«È necessario rinforzare la comunicazione e fare capire esattamente cosa stiamo facendo, perché anche questa è nostra responsabilità». Parola di Giuseppe Sala, commissario unico per Expo 2015. La nota ha fatto seguito agli scandali che hanno investito Infrastrutture lombarde, il braccio operativo dell’organizzazione. Ma, oltre a essere anche una risposta alle perplessità che ha suscitato la prima campagna istituzionale targata Expo (on air dal 22 dicembre 2013), in cui si mostra un’Italia unita dalle tavole imbandite, è prima di ogni altra cosa il segnale che è cominciato il conto alla rovescia: manca un anno all’inizio della kermesse e serve più chiarezza sull’immagine della manifestazione. Sia agli occhi del Paese sia a quelli del mondo.
La sfida? Comunicare attraverso il web e i social network un evento che si è deciso di dedicare a un tema delicato, quello della nutrizione, riuscendo a declinarlo su piattaforme diverse, in alcuni casi estremamente diverse da quelle su cui gli utenti occidentali sono abituati a condividere e dialogare: in Cina Google si dice Baidu, Twitter è Sina Weibo e Facebook Renren.
Chi si aggiudicherà il budget da sei milioni di euro per la comunicazione dovrà prima di tutto capire qual è l’attuale “reputation” on e off line di Expo 2015, a partire dall’Italia. Le due principali analisi di web reputation disponibili risalgono al 2012 e sono a cura di Blogmeter e Reputation Manager. Già all’epoca si denotavano alcune discrepanze rispetto al significato della kermesse. Blogmeter riscontrava una scarsa percezione generale dell’evento da parte degli utenti, i quali lo consideravano in alcuni casi alla stregua di un “buco nero” che ai grandi investimenti non avrebbe fatto corrispondere un ritorno in termini di immagine, indotto e occupazione.
Ma secondo Reputation Manager solo il 30% delle conversazioni risultava davvero negativo. Quello della nutrizione era l’argomento più discusso, ma si trattava di contenuti istituzionali per quasi il 70% dei casi, e non di interventi personali, presenti invece con più forza emotiva su altri due temi: quello degli appalti (il più criticato), e la capacità dell’evento di creare sviluppo (visto più favorevolmente). “Pochi i commenti personali davvero interessanti sul leitmotiv dell’Expo 2015, l’alimentazione sostenibile”, sottolineava all’epoca Andrea Barchiesi, ad di Reputation Manager. “Dell’Expo si è sempre presentato soprattutto il packaging, meno il focus effettivo”, dice oggi l’analista al Corriere delle Comunicazioni. “Nelle ultime settimane le informazioni veicolate dalla stampa non sono state bilanciate da iniziative di comunicazione diretta”.

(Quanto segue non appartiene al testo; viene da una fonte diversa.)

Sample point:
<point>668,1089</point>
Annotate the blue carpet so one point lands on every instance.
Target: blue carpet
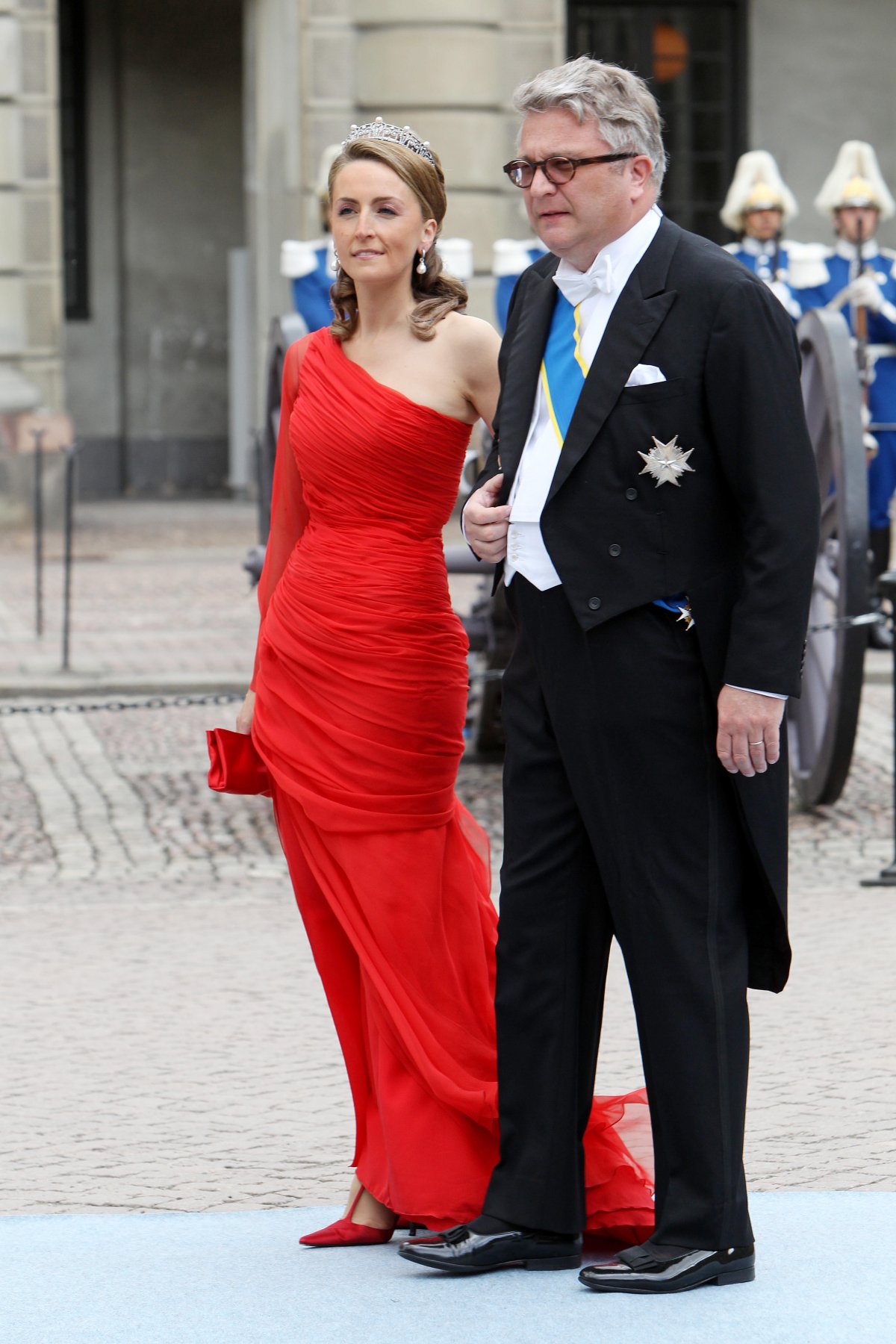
<point>825,1276</point>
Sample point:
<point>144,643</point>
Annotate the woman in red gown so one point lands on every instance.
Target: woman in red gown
<point>359,702</point>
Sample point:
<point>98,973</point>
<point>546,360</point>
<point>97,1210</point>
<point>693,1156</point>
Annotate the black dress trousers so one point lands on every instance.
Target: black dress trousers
<point>620,821</point>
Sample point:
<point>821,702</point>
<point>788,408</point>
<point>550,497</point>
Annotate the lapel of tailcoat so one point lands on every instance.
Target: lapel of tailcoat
<point>635,317</point>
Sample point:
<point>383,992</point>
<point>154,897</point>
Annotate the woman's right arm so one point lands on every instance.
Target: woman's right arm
<point>287,512</point>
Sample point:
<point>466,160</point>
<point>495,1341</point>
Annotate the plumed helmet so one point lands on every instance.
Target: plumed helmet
<point>855,181</point>
<point>756,184</point>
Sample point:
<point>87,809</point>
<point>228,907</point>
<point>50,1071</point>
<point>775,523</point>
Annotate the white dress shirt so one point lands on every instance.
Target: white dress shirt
<point>610,270</point>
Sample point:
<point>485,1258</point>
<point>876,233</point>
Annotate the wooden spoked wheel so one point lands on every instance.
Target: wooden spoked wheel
<point>822,722</point>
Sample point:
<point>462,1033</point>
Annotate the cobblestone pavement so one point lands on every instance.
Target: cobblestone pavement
<point>164,1036</point>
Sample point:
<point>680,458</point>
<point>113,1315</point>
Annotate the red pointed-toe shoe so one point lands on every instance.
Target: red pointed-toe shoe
<point>346,1233</point>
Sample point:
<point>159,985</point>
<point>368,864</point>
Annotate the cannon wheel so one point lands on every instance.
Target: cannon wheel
<point>822,722</point>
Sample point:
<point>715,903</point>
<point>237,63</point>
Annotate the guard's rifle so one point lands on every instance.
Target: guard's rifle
<point>862,346</point>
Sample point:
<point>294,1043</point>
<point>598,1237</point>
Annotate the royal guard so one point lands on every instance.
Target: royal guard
<point>512,257</point>
<point>859,280</point>
<point>311,265</point>
<point>758,208</point>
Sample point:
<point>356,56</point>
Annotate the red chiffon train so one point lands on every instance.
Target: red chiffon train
<point>361,687</point>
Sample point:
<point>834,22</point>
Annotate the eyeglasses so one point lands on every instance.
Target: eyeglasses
<point>558,168</point>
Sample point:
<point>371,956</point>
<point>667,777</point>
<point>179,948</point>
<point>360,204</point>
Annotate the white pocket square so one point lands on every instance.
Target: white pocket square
<point>642,374</point>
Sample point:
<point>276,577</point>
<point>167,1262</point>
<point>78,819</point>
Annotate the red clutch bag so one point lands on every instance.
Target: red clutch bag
<point>235,764</point>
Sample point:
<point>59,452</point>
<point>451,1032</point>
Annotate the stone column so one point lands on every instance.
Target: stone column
<point>273,161</point>
<point>449,70</point>
<point>31,288</point>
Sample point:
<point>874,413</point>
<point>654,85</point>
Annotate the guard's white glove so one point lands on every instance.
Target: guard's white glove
<point>862,292</point>
<point>785,297</point>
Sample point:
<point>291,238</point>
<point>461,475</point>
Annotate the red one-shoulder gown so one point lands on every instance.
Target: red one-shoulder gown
<point>361,685</point>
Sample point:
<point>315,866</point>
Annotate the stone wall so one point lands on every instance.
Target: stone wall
<point>821,72</point>
<point>148,369</point>
<point>30,214</point>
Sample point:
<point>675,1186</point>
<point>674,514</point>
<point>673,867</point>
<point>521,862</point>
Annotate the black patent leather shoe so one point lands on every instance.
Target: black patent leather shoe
<point>464,1251</point>
<point>637,1270</point>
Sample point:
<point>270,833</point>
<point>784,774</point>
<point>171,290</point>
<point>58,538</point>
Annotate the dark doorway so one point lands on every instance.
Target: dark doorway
<point>695,60</point>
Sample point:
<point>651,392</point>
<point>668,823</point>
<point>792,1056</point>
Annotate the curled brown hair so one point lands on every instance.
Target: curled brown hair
<point>435,292</point>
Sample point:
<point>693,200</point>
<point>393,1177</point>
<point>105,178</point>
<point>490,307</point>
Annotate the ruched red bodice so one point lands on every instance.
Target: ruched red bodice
<point>361,687</point>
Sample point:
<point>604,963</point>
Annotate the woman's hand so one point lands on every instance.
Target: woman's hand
<point>246,712</point>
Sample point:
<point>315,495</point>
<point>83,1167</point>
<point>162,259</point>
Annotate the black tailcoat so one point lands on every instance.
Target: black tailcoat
<point>738,535</point>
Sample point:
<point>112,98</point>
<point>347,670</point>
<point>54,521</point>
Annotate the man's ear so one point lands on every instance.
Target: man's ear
<point>640,169</point>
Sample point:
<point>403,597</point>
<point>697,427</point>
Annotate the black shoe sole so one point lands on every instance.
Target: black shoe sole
<point>535,1263</point>
<point>746,1275</point>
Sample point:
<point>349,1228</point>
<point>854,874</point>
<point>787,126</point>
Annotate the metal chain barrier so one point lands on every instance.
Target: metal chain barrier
<point>153,702</point>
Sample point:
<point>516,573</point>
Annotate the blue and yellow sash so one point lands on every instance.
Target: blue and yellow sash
<point>563,376</point>
<point>561,381</point>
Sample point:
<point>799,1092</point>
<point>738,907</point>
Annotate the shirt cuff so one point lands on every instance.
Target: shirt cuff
<point>771,695</point>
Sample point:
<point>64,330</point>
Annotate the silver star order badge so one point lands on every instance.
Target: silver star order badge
<point>684,611</point>
<point>665,461</point>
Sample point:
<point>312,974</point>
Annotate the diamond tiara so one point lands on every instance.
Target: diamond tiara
<point>381,129</point>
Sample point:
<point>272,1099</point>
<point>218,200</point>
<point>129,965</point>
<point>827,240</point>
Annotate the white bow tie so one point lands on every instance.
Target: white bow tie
<point>579,285</point>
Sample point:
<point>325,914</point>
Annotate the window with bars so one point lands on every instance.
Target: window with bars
<point>694,57</point>
<point>73,117</point>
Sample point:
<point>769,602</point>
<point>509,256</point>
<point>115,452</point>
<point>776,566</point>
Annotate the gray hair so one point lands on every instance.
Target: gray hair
<point>620,101</point>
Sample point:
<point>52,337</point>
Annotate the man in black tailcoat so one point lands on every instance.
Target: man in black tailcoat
<point>657,527</point>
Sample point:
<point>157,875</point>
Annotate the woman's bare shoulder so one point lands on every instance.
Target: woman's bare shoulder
<point>472,336</point>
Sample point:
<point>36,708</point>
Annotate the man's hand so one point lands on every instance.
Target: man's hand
<point>485,522</point>
<point>246,712</point>
<point>748,737</point>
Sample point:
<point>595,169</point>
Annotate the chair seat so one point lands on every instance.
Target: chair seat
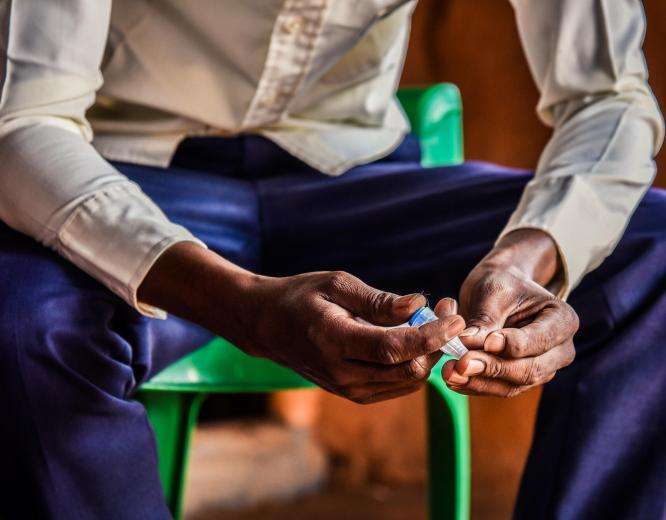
<point>221,367</point>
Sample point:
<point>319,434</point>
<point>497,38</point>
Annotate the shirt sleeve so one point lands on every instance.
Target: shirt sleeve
<point>54,186</point>
<point>586,58</point>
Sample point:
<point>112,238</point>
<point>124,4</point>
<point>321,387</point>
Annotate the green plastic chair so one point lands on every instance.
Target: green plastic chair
<point>173,397</point>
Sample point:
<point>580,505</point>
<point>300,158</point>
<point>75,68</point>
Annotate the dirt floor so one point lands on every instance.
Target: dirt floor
<point>372,503</point>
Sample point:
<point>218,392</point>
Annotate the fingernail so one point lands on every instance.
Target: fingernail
<point>458,322</point>
<point>449,306</point>
<point>475,367</point>
<point>494,342</point>
<point>405,302</point>
<point>469,331</point>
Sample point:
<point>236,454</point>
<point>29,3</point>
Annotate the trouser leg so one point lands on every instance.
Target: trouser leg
<point>599,449</point>
<point>74,444</point>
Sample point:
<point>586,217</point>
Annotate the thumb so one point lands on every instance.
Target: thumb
<point>373,305</point>
<point>483,316</point>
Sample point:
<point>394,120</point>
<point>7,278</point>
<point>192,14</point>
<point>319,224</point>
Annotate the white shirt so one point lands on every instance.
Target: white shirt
<point>317,77</point>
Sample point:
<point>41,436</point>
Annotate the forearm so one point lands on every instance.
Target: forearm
<point>530,251</point>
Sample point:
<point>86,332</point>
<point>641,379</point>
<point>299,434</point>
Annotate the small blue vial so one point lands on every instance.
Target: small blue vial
<point>424,315</point>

Che la percezione dell’evento non sia univoca lo conferma l’indagine Ipsos in collaborazione con GroupM di fine marzo: da una parte la ricerca (campione di mille italiani tra i 15 e i 65 anni e 200 aziende), mostra che molti cittadini pensano all’Expo come a un’opportunità per rilanciare non solo la città di Milano (33%) ma anche l’intero Paese (52%). Solo l’8% pensa che l’evento sarà un flop. Dall’altra, il 42% delle aziende non si azzarda a fare previsioni o ritiene che il successo non sarà quello previsto. Il 55% delle imprese pensa che la manifestazione funzionerà, ma solo il 9% immagina sia un volano per il proprio business. Ipsos ha annunciato che per il prossimo anno le rilevazioni saranno mensili, mentre in estate uscirà una nuova analisi reputazionale curata da Barchiesi che, promette, realizzerà anche un reportage durante l’evento sondando le discussioni online pure nei principali Paesi partecipanti.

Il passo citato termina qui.